Action Provider Categories
User-scoped Credential Action Providers
The vast majority of Credal’s action providers are user-scoped. This means that the credentials of the user executing the action are used when accessing the action provider. Thus, in a standard action configuration¹, it’s impossible for the invoking user to perform an operation that they were not already authorized to do directly in the provider, without Credal.
These action providers, including Salesforce, GitHub, and Notion, are considered low-risk and thus have minimal restrictions.
Action-scoped Credential Action Providers
For these providers, the access pattern centers not around individual users, but around different credentials¹. These credentials are attached directly to actions, allowing anyone with End-User Access to that action to use the associated credentials.
This is an unusual access pattern and is considered to be higher-risk than user-scoped action usage because it enables users to perform actions that they may not have permissions for in the underlying system.

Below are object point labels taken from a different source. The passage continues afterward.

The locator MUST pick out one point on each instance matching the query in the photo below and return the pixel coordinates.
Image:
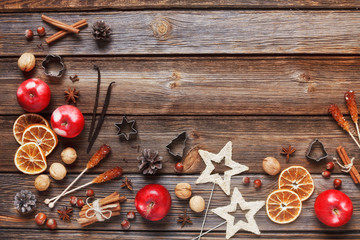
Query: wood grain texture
(254, 138)
(72, 5)
(140, 235)
(307, 219)
(197, 85)
(194, 32)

Thus, there is an extra layer of security controls in Credal’s system for these providers’ actions: end-user allowlisting.
End-user allowlists allow an action collaborator to limit which users can execute the action, regardless of which agents the action is published to.
Providers in this category include Looker and Snowflake.
¹There are instances where you’d want to have multiple credentials for a provider used in different actions, such as when you need a credential per role in each system.
Arbitrary Fetch with Credential
One special case of an action-scoped credential provider is our OpenAPI action provider, which contains an action (“Webhook”) that can be configured to make an arbitrary API request. Due to the risk posed by arbitrary changes to the specification, only admins can modify and publish these actions.
Human Approval & Multi-User Action Invocation Flows
Human Approval is a layer on top of Credal’s action security model that enables additional action governance and unlocks more complex action use cases.
Separately from respecting the permissions of a user in an action provider’s underlying system, it’s often important to be able to double-check an agent’s work before performing an operation in that system. For instance, a user may want to validate the phrasing used when invoking an action to modify a Notion document on company expense policies.
In other cases, it may be desirable for users to kick off an action invocation despite not having the permissions in the underlying system to execute that action. Using the human approval flow, it’s possible to request for someone with those permissions to approve the action and execute it on the original user’s behalf.